İnce Memed, gelmiş geçmiş en büyük çağdaş Türk anlatılarından biri. Bölüm başlangıçlarında neredeyse didaktik diyeceğimiz muhteşem Çukurova betimlemeleriyle, yaşam gerçekliğini derinlikli bir biçimde somutlamasıyla, halkın sezgiyle buluşan direnişini anlatmasıyla eşi bulunmaz benzersiz bir yapıt.

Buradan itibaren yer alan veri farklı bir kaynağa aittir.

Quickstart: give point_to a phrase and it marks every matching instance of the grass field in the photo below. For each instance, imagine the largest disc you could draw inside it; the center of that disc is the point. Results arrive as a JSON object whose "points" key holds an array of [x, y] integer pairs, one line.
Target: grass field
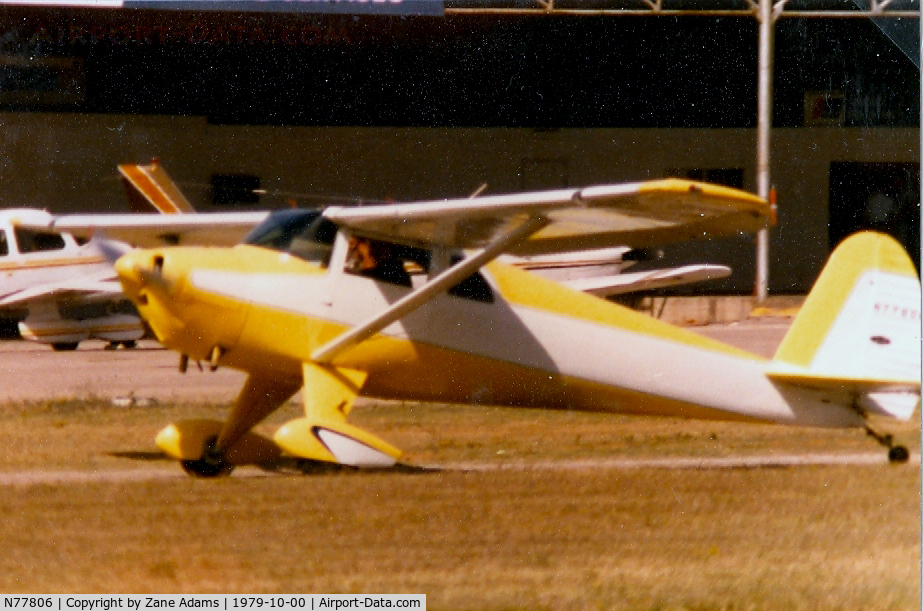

Yapıtın bu kadar başarılı olmasının çokça nedeni var. Bunlardan biri elbette Yaşar Kemal’in doğduğu toprakları anlatması. Bilirsiniz evrenselliği yakalamak için yapmanız gereken ilk şey en iyi bildiğiniz coğrafyayı yani yereli anlatmaktır. Tolstoy da, Dostoyevski de, James Joyce da bu biçimde evrenselliği yakalamıştır. Yaşar Kemal de doğuştan bildiği toprakları anlatır. Çakırdikenliğinden, yılanlardan, Toroslar’dan, Çukurova’dan söz eder. Dilin zenginliğini örnekleyen onlarca yerel ağız kullanımı örnekler. Öyle ki sırf Yaşar Kemal için yazılmış bir Yaşar Kemal Sözlüğü bile vardır.
İnce Memed özetine bakacak olursak aslında sevdiği kızı almak için bir ağaya baş kaldıran Memed’in öyküsünü anlatmaktadır. Ancak Memed boyun eğmeden, haksızlığa karşı durarak yaşamanın ne büyük bir başkaldırı olduğunu öykünün ilerleyen bölümlerinde hissedecek, bir ağanın gidip bir ağanın geldiği bu düzende İnce Memed olmanın ne demek olduğunu anlayacaktır.
İnce Memed, Yaşar Kemal için de ilklerin romanıdır. İnce Memed’e kadar yazarın büyük bir bilinirliği yoktur. İnce Memed, gazeteye tefrika edilerek yazılmıştır. Ancak anlatının başarısı öyle büyük bir yankı uyandırmıştır ki Yaşar Kemal’in Nobel komitesine önerilmesine kadar gidecek yolu açmıştır. Bu sayede baskılar yüzünden yazıdan bir türlü adam akıllı para kazanamayan Yaşar Kemal, geçinebilmeye başlamış ve kendini üretmeye adamıştır.
Bu arada naçizane Yaşar Kemal’in Nobeli Orhan Pamuk’tan çok daha fazla hak ettiğini de belirtmem gerekir. Orhan Pamuk kötü olduğu için değil bilakis şurada çokça incelediğim üzere Orhan Pamuk çok başarılı bir yazardır. Ancak Yaşar Kemal başyapıtlar ortaya koyan bir kutup yıldızıdır.
Kutup yıldızımız İnce Memed’in sonuyla da halka ve adalete inancımızı yitirmememiz gerektiğini ortaya koymuş, bir ağa gidip yerine başka bir ağa gelirken İnce Memed’lerin de asla tükenmeyeceğini, bir İnce Memedin binlerce ağaya bedel olduğunu haykırmıştır. Toplumun belleğine ve ortak aklına güvenmek gerektiğini, bu aklın kimi zaman geciktiğini ama binlerce yıldır asla yanılmadığını anımsatmıştır.